What a year it has been!

How’s your IYA been? Here in Calgary we’ve been riding high on one great event after another. As I think everyone has found, the public acceptance of the Year of Astronomy and the appetite for things astronomical has been outstanding. We’ll easily double our projected attendance by the time we’re done at the end of the year.

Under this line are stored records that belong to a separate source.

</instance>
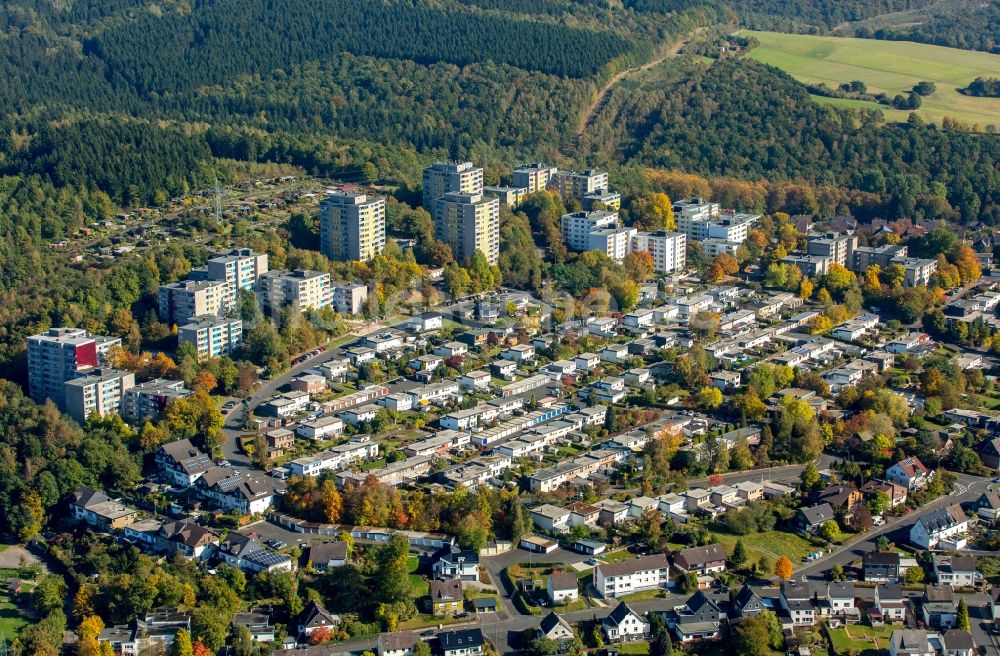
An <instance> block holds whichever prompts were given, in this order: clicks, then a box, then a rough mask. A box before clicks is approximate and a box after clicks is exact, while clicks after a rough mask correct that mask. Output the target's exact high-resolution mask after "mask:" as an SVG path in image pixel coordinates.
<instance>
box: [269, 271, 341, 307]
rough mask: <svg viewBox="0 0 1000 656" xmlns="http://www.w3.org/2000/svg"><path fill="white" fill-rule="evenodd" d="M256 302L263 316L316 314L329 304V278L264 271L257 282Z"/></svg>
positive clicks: (329, 279) (314, 273) (329, 277)
mask: <svg viewBox="0 0 1000 656" xmlns="http://www.w3.org/2000/svg"><path fill="white" fill-rule="evenodd" d="M257 299H258V300H259V301H260V306H261V309H263V310H264V312H265V313H270V314H273V313H276V312H278V311H280V310H282V309H283V308H295V309H297V310H300V311H306V310H320V309H323V308H325V307H329V306H330V305H331V304H332V303H333V288H332V286H331V284H330V274H329V273H320V272H319V271H307V270H304V269H298V270H296V271H290V272H289V271H268V272H267V273H265V274H263V275H262V276H261V277H260V278H259V279H258V281H257Z"/></svg>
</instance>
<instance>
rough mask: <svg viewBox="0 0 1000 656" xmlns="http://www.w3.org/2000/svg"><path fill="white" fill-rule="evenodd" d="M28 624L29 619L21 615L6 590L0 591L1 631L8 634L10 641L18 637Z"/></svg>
mask: <svg viewBox="0 0 1000 656" xmlns="http://www.w3.org/2000/svg"><path fill="white" fill-rule="evenodd" d="M27 624H28V620H26V619H25V618H24V617H22V616H21V614H20V613H19V612H18V608H17V606H16V605H15V604H14V603H13V602H12V601H11V599H10V597H8V596H7V593H6V591H5V592H3V593H0V633H2V634H3V635H4V636H6V638H7V641H8V643H9V642H10V641H11V640H12V639H13V638H16V637H17V635H18V634H19V633H20V632H21V629H23V628H24V627H25V626H27Z"/></svg>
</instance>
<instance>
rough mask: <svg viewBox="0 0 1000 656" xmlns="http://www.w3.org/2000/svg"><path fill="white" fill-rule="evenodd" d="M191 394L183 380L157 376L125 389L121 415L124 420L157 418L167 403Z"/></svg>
mask: <svg viewBox="0 0 1000 656" xmlns="http://www.w3.org/2000/svg"><path fill="white" fill-rule="evenodd" d="M189 396H191V390H189V389H185V388H184V381H183V380H168V379H166V378H157V379H156V380H151V381H148V382H145V383H142V384H141V385H134V386H132V387H130V388H128V389H126V390H125V396H124V397H123V399H122V408H121V415H122V417H123V418H124V419H125V420H126V421H130V422H141V421H144V420H147V419H152V420H154V421H155V420H157V419H159V418H160V414H161V413H162V412H163V411H164V410H165V409H166V407H167V406H168V405H170V404H171V403H173V402H174V401H176V400H177V399H184V398H187V397H189Z"/></svg>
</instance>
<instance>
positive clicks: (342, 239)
mask: <svg viewBox="0 0 1000 656" xmlns="http://www.w3.org/2000/svg"><path fill="white" fill-rule="evenodd" d="M319 207H320V211H319V216H320V228H319V240H320V250H321V251H322V252H323V254H324V255H326V256H327V257H328V258H330V259H331V260H337V261H347V260H362V261H367V260H370V259H372V258H373V257H375V256H376V255H378V254H379V253H381V252H382V249H383V248H385V198H383V197H380V196H368V195H366V194H361V193H344V192H333V193H330V194H328V195H327V197H326V198H324V199H323V200H322V201H321V202H320V205H319Z"/></svg>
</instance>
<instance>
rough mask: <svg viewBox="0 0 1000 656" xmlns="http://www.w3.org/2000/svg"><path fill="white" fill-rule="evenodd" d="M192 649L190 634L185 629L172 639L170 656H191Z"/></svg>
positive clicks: (190, 634)
mask: <svg viewBox="0 0 1000 656" xmlns="http://www.w3.org/2000/svg"><path fill="white" fill-rule="evenodd" d="M193 655H194V647H193V646H192V645H191V634H190V633H188V631H187V629H181V630H180V631H178V632H177V635H176V636H175V637H174V641H173V643H171V645H170V656H193Z"/></svg>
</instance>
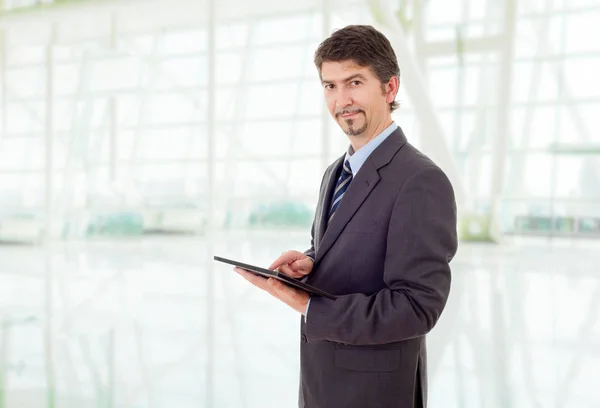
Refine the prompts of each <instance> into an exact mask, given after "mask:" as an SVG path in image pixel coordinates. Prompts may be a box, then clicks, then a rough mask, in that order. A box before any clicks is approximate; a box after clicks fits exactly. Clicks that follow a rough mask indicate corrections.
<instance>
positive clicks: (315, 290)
mask: <svg viewBox="0 0 600 408" xmlns="http://www.w3.org/2000/svg"><path fill="white" fill-rule="evenodd" d="M214 260H215V261H219V262H224V263H226V264H229V265H233V266H237V267H239V268H242V269H245V270H247V271H248V272H252V273H253V274H255V275H260V276H264V277H265V278H275V279H277V280H280V281H282V282H284V283H286V284H288V285H290V286H294V287H296V288H298V289H302V290H304V291H306V292H308V293H310V294H312V295H318V296H323V297H326V298H329V299H331V300H335V299H337V297H336V296H334V295H332V294H331V293H327V292H325V291H323V290H321V289H317V288H315V287H314V286H310V285H307V284H306V283H304V282H301V281H299V280H298V279H294V278H290V277H289V276H286V275H284V274H283V273H279V272H277V271H271V270H269V269H265V268H261V267H259V266H254V265H248V264H245V263H242V262H238V261H234V260H231V259H227V258H221V257H220V256H215V257H214Z"/></svg>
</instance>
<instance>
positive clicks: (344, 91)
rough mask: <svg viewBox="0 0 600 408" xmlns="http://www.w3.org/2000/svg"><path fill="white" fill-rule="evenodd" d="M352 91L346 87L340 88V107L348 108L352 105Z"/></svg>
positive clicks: (338, 106)
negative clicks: (340, 88) (342, 88)
mask: <svg viewBox="0 0 600 408" xmlns="http://www.w3.org/2000/svg"><path fill="white" fill-rule="evenodd" d="M352 103H353V101H352V92H351V91H349V90H345V89H340V90H339V92H338V97H337V106H338V108H346V107H348V106H352Z"/></svg>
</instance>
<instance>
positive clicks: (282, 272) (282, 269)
mask: <svg viewBox="0 0 600 408" xmlns="http://www.w3.org/2000/svg"><path fill="white" fill-rule="evenodd" d="M279 272H281V273H283V274H284V275H286V276H289V277H291V278H299V277H301V276H303V275H302V274H301V273H298V271H296V270H294V269H292V268H291V267H290V266H289V265H287V264H285V265H281V266H280V267H279Z"/></svg>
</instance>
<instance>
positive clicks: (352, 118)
mask: <svg viewBox="0 0 600 408" xmlns="http://www.w3.org/2000/svg"><path fill="white" fill-rule="evenodd" d="M321 82H322V84H323V88H324V91H325V101H326V102H327V108H328V109H329V113H331V116H333V118H334V119H335V120H336V121H337V122H338V124H339V125H340V126H341V128H342V129H343V130H344V132H345V133H346V134H347V135H348V136H360V135H362V134H363V133H365V132H367V134H368V133H371V132H373V130H374V129H377V128H378V127H379V125H380V123H381V122H383V121H385V120H386V118H387V116H388V115H389V102H388V99H389V95H390V93H386V89H387V87H384V88H383V89H382V84H381V82H380V81H379V79H378V78H377V77H376V76H375V74H373V72H372V71H371V69H370V68H368V67H359V66H358V65H356V63H354V62H353V61H343V62H324V63H323V65H322V66H321ZM394 97H395V95H392V96H391V98H392V99H391V100H392V101H393V98H394Z"/></svg>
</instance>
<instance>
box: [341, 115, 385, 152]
mask: <svg viewBox="0 0 600 408" xmlns="http://www.w3.org/2000/svg"><path fill="white" fill-rule="evenodd" d="M391 124H392V118H391V117H389V118H387V120H385V121H383V122H380V123H379V124H378V125H377V126H376V127H375V128H374V129H367V130H365V132H364V133H361V134H360V135H355V136H348V138H349V139H350V144H351V145H352V149H354V151H355V152H356V151H358V149H360V148H361V147H363V146H364V145H366V144H367V143H369V142H370V141H371V140H373V139H375V138H376V137H377V136H378V135H379V134H380V133H381V132H383V131H384V130H385V129H386V128H387V127H388V126H389V125H391Z"/></svg>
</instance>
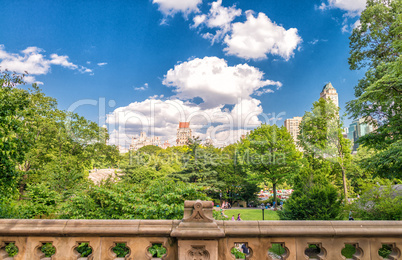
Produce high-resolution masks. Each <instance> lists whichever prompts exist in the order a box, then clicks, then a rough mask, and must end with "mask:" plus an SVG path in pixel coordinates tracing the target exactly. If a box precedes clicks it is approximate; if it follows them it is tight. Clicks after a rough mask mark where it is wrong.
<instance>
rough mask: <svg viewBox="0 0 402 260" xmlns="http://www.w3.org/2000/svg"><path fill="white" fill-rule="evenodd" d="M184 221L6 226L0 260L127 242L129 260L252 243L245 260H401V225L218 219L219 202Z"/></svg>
mask: <svg viewBox="0 0 402 260" xmlns="http://www.w3.org/2000/svg"><path fill="white" fill-rule="evenodd" d="M185 206H186V208H185V212H184V218H183V220H21V219H18V220H15V219H1V220H0V260H4V259H7V260H11V259H14V260H39V259H46V258H44V255H43V253H41V251H40V247H41V246H42V245H43V244H44V243H52V245H53V246H54V247H55V248H56V253H55V254H54V255H53V256H52V257H51V260H70V259H74V260H77V259H81V258H80V256H79V254H78V253H77V251H76V250H75V248H76V247H77V246H78V245H79V244H80V243H83V242H85V243H89V246H90V247H91V248H92V250H93V252H92V254H91V255H90V256H89V257H88V258H87V259H88V260H90V259H93V260H98V259H99V260H109V259H110V260H111V259H116V255H115V254H114V253H113V251H112V248H113V247H114V246H115V245H116V243H125V244H126V246H127V247H128V248H129V249H130V253H129V254H128V255H127V256H126V257H125V258H122V259H130V260H133V259H136V260H137V259H140V260H141V259H152V256H151V255H150V253H149V252H148V249H149V248H150V247H151V246H152V245H153V244H162V245H163V246H164V247H165V248H166V249H167V252H166V254H165V255H164V256H163V257H162V259H165V260H177V259H179V260H187V259H211V260H212V259H214V260H215V259H219V260H229V259H230V260H233V259H234V256H233V255H232V254H231V249H232V248H233V247H234V246H235V243H246V244H247V247H248V248H249V249H250V254H249V255H248V256H247V258H246V259H255V260H263V259H272V257H271V256H272V254H269V253H268V250H269V248H271V247H272V245H273V244H275V243H279V244H281V245H283V246H284V247H285V249H286V251H287V252H286V254H285V255H284V257H285V258H284V259H286V260H298V259H308V257H307V256H306V255H305V250H306V248H308V246H309V245H310V244H315V245H318V246H319V247H320V248H322V254H321V255H320V259H344V257H343V256H342V255H341V250H342V249H343V248H344V247H345V245H346V244H351V245H354V246H355V247H356V248H357V252H356V254H355V256H354V259H360V260H366V259H382V258H381V257H380V256H379V255H378V250H379V249H380V248H381V247H382V245H383V244H388V245H391V247H392V248H393V253H392V254H391V256H390V257H389V259H402V255H401V250H402V222H401V221H215V220H213V219H212V203H210V202H200V201H190V202H186V203H185ZM8 243H15V245H16V246H17V247H18V250H19V253H18V254H17V255H16V256H14V258H9V257H8V255H7V254H6V252H5V250H4V248H5V246H6V245H7V244H8Z"/></svg>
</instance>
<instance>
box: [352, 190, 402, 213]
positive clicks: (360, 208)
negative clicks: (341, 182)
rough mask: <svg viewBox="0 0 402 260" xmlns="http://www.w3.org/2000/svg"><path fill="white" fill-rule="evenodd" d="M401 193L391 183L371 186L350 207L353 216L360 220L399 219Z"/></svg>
mask: <svg viewBox="0 0 402 260" xmlns="http://www.w3.org/2000/svg"><path fill="white" fill-rule="evenodd" d="M398 192H399V193H398ZM401 193H402V192H401V191H396V190H394V189H393V188H392V186H391V185H388V186H382V187H380V186H377V187H372V188H371V189H369V190H368V191H366V192H365V193H363V194H362V195H361V196H360V199H358V200H357V201H355V202H354V203H353V204H352V207H351V208H352V211H353V212H354V213H355V216H356V217H357V218H359V219H362V220H401V219H402V194H401Z"/></svg>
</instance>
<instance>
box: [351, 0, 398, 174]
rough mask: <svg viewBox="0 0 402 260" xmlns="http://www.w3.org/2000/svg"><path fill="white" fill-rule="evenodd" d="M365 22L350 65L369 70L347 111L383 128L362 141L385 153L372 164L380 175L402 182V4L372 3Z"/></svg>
mask: <svg viewBox="0 0 402 260" xmlns="http://www.w3.org/2000/svg"><path fill="white" fill-rule="evenodd" d="M360 23H361V25H360V26H358V27H357V28H355V29H354V30H353V33H352V35H351V36H350V48H351V50H350V57H349V65H350V69H352V70H357V69H362V68H365V69H367V71H366V73H365V76H364V77H363V78H362V79H360V80H359V83H358V85H357V86H355V96H356V99H355V100H352V101H350V102H348V104H347V110H348V112H349V113H350V114H351V116H352V117H353V118H360V117H362V118H364V119H365V120H366V122H367V123H371V124H373V125H375V126H377V127H378V128H377V129H376V130H375V131H373V132H372V133H370V134H367V135H365V136H363V137H361V138H359V143H362V144H364V145H366V146H367V147H368V148H374V149H376V150H379V151H383V152H381V153H378V154H375V155H374V156H373V157H372V158H371V161H372V165H377V166H380V167H378V168H377V169H376V172H377V174H378V175H380V176H383V177H388V178H401V176H400V173H401V172H402V165H401V163H399V162H400V156H401V155H400V154H401V141H402V138H401V137H402V134H401V130H402V128H401V126H402V105H401V104H402V74H401V73H402V69H401V68H402V55H401V52H402V36H401V35H402V2H401V1H400V0H368V1H367V6H366V9H365V10H364V11H363V12H362V14H361V17H360ZM387 158H392V159H391V160H388V159H387ZM390 173H392V174H390ZM397 173H399V174H397Z"/></svg>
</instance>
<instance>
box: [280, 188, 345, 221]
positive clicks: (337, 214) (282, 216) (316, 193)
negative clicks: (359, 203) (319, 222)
mask: <svg viewBox="0 0 402 260" xmlns="http://www.w3.org/2000/svg"><path fill="white" fill-rule="evenodd" d="M341 212H342V197H341V195H340V194H339V192H338V190H337V189H336V188H335V187H334V186H333V185H332V184H313V185H312V186H311V187H305V188H304V189H299V190H295V191H294V192H293V193H292V195H291V196H290V198H289V200H287V202H286V204H284V206H283V210H282V211H279V212H278V215H279V217H280V218H281V219H282V220H333V219H338V218H340V217H341Z"/></svg>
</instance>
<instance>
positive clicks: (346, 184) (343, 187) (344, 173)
mask: <svg viewBox="0 0 402 260" xmlns="http://www.w3.org/2000/svg"><path fill="white" fill-rule="evenodd" d="M341 169H342V181H343V193H344V195H345V202H346V203H348V187H347V183H346V172H345V169H344V168H343V166H342V165H341Z"/></svg>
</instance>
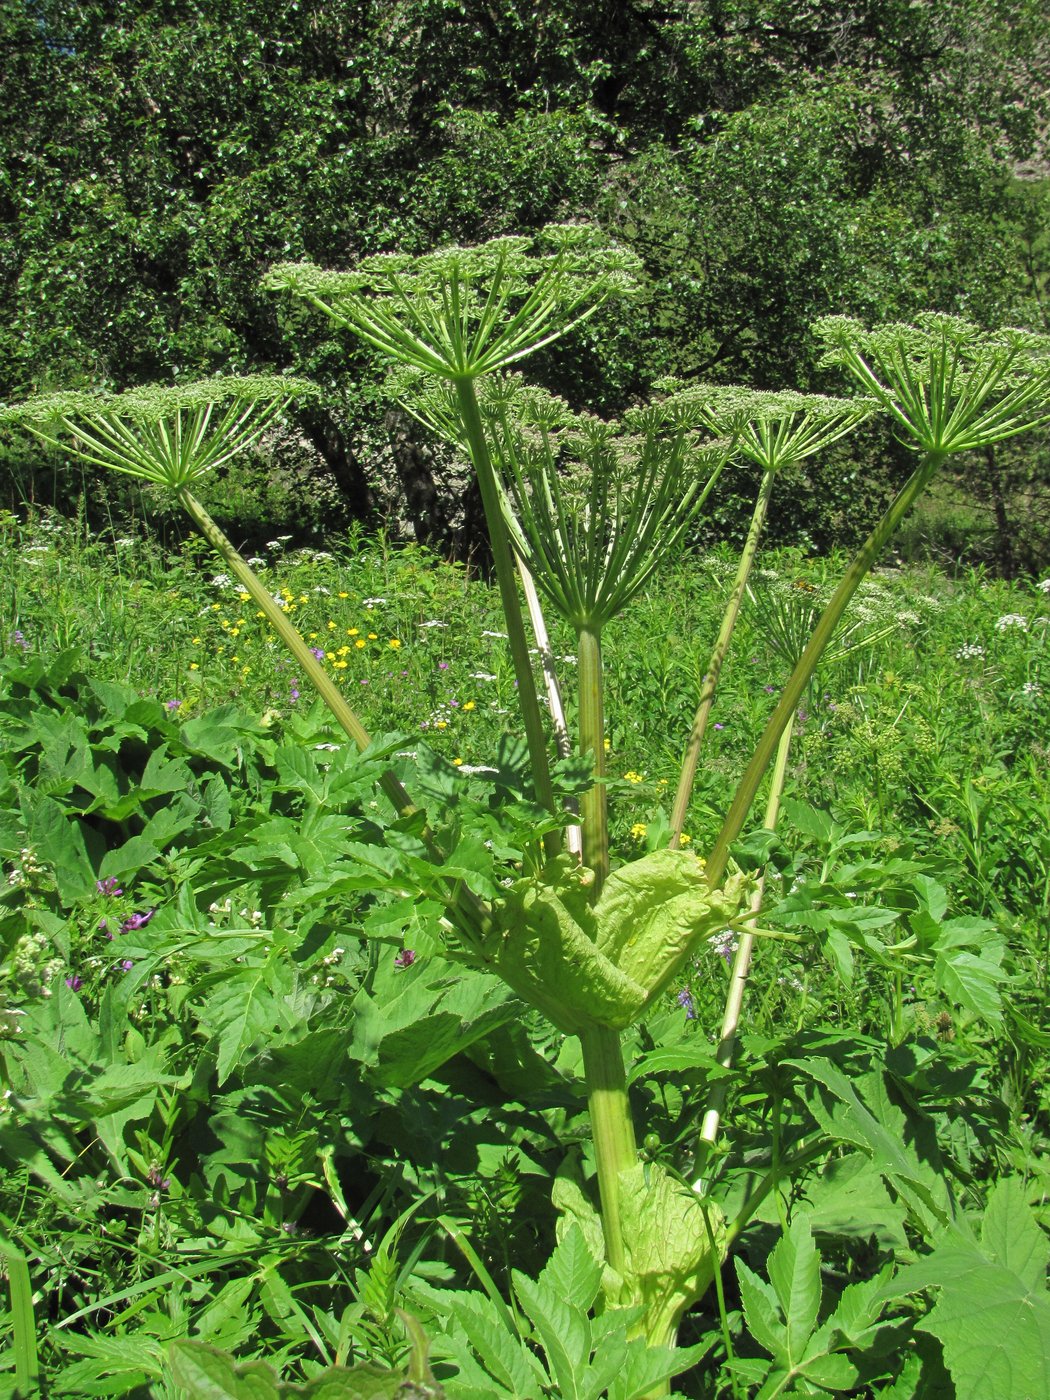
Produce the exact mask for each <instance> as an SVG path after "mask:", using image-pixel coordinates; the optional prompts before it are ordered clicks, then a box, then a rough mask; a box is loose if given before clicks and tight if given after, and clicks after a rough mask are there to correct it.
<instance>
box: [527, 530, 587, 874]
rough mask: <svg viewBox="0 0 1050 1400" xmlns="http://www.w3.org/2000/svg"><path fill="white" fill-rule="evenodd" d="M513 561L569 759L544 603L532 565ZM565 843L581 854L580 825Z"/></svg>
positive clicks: (572, 830) (543, 677)
mask: <svg viewBox="0 0 1050 1400" xmlns="http://www.w3.org/2000/svg"><path fill="white" fill-rule="evenodd" d="M514 560H515V563H517V566H518V577H519V578H521V588H522V592H524V594H525V606H526V608H528V610H529V623H531V624H532V636H533V637H535V638H536V651H538V652H539V659H540V665H542V666H543V683H545V687H546V692H547V706H549V708H550V724H552V727H553V729H554V746H556V748H557V752H559V756H560V757H563V759H567V757H568V755H570V753H571V752H573V741H571V739H570V736H568V725H567V724H566V707H564V704H563V703H561V687H560V686H559V683H557V671H556V669H554V657H553V652H552V650H550V637H549V636H547V623H546V619H545V616H543V606H542V605H540V601H539V594H538V592H536V582H535V580H533V577H532V574H531V573H529V567H528V564H526V563H525V560H524V559H522V557H521V554H518V553H517V550H515V553H514ZM566 806H567V808H568V811H571V812H575V811H577V801H575V798H571V799H570V801H567V802H566ZM564 836H566V846H567V847H568V850H570V851H573V854H574V855H581V854H582V848H584V847H582V839H581V834H580V827H578V826H577V825H573V826H567V827H566V833H564Z"/></svg>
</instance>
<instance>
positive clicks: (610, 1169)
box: [580, 1026, 638, 1275]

But we’re not planning on being done. The great thing about IYA is that it has proven the success of astronomy outreach events, so much so that our local organizing groups — the science centre, the university observatory, and the local astronomy club — are planning to keep going through 2010 with a similar schedule of cooperative events that take astronomy to the public.

Galileo Live!

In 2009 one of our major IYA programs in Canada was a live stage play and planetarium show, written here in Calgary by the TELUS World of Science and staged elsewhere in Canada at three other planetariums. Galileo Live! featured a live actor on stage performing the role of Galileo, with the recorded voice of Galileo’s daughter filling in the story. The show was a great success here in Calgary and did as well, if not better, in attendance as the large format “IMAX” films that were also playing in our dome theatre. We got lots of compliments on it. For kids, seeing a live performer was a novelty — and even young children were quiet and attentive all through the show. With Galileo we had a character, one of the few in science, that everyone knew, and who had a tale to tell that had all the right elements of a moving personal story.

Milky Way Week

At the outset, we were all a little worried that 2009 didn’t offer a lot of outstanding astronomical events to attract the public. But we didn’t need them. To most people, just seeing the Moon, or Saturn (even with its rings nearly edge-on) was enough. Along those lines, in August we staged a whole week of dark-sky viewing we billed as Milky Way Week. Come out and see the Milky Way! — for most people it is an exotic and rarely seen sight in the sky. And was it popular! The media hooked onto the week and gave us great PR. As a result, the University of Calgary’s Rothney Astrophysical Observatory was swamped with hundreds of visitors each night, even till 2 a.m. in the middle of the week. The response took us all by surprise. Though after a week of public nights till 2 a.m. we were all a little beat. Next year we’ll cut it back to just a “Milky Way Weekend” at best!

Our Galileo Telescope

One of the big hits of our local star parties for the public has been the presence of one of our Galileo replica telescopes, a working reproduction of Galileo’s first 20x telescope that he used to make the observations for his 1610 book Sidereal Messenger. Yes, the field of view is tiny, but we’ve found people are able to look through it just fine. If you move your eye around you can see the entire Moon, just not all at once. We set up the replica in tandem with a modern refractor so people can compare old and new views of the Moon and Jupiter. It certainly gives people an appreciation of how remarkable Galileo’s first observations were — “He must have had great eyesight!” is the usual remark. This wonderful telescope, built for us by SciTech Antiques, provides everyone with true “Galileo moments,” the goal of our Canadian IYA programs. Indeed, the nationwide goal was 1,000,000 people participating in astronomy programs this year and experiencing their own “Galileo moments.” Looks like we’ll surpass that handily by New Year’s Eve. (See www.astronomy2009.ca for the tally.)